Breaking Changes from Variable and Tensor merge

The Tensor and Variable classes had slightly different semantics. There are some breaking changes from combining the two classes.

  • Indexing a one-dim Tensor returns a zero-dim Tensor instead of a Python number. The zero-dim Tensor shares the storage of the indexed Tensor. For example:
>>> x = torch.Tensor([1, 1, 1])
>>> v = x[0]
>>> x += 1
>>> print(v)  # was 1
[torch.FloatTensor of size ()]
  • The type() of a Tensor no longer reflects the data type.
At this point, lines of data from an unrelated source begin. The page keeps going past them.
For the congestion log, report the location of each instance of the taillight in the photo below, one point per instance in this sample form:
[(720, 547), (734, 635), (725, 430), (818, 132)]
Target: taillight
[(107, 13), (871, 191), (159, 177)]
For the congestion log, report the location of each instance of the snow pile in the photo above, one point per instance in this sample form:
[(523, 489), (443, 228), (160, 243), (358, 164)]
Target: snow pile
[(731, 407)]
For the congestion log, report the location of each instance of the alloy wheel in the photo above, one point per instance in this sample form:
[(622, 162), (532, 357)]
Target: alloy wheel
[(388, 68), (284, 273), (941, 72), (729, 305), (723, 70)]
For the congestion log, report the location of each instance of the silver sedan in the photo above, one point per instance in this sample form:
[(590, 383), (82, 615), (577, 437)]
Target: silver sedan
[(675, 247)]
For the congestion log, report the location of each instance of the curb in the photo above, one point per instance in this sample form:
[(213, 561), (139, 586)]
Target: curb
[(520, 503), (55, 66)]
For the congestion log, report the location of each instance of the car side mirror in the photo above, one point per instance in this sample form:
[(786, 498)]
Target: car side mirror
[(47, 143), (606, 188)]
Use isinstance() or x.type() instead:
>>> x = torch.DoubleTensor([1, 1, 1])
>>> print(type(x)) # was torch.DoubleTensor
<class 'torch.Tensor'>
>>> print(x.type())  # OK: 'torch.DoubleTensor'
>>> print(isinstance(x, torch.DoubleTensor))  # OK: True
  • Tensor.copy_() always obeys broadcasting rules. Tensor assignment (x[idx] = value) also follows broadcasting rules more closely:
>>> x = torch.randn(3, 3)
>>> y = torch.randn(9)
>>> x.copy_(y, broadcast=False) # ERROR
>>> x.copy_(y.view_as(x))  # OK


  • matmul, ones_like, and zeros_like no longer have an out parameter.
  • Functions that construct tensors based on sizes now interpret empty tuples/sizes differently; previous a empty tuple was treated to mean the size of an empty tensor, now an empty tuple is treated to mean the size of a scalar (0-dimensional tensor).

New Issues:

  • masked_scatter(...) and masked_fill(...) follow in place broadcasting rules.

Possible Issues

  • If you have code that accumulates losses across iterations (e.g. to compute an average at the end of an epoch), such as total_loss += loss where loss is your per-iteration loss, you may find increased memory usage in your program. This is because loss probably used to be a Python float (such as when it is the result of .sum()), while it is now a zero-dim Tensor. total_loss is thus accumulating Tensors and their gradient history, which may keep around large autograd graphs for much longer than necessary. To fix this, be sure to convert the per-iteration loss to a Python number as soon as possible, for example with total_loss += float(loss).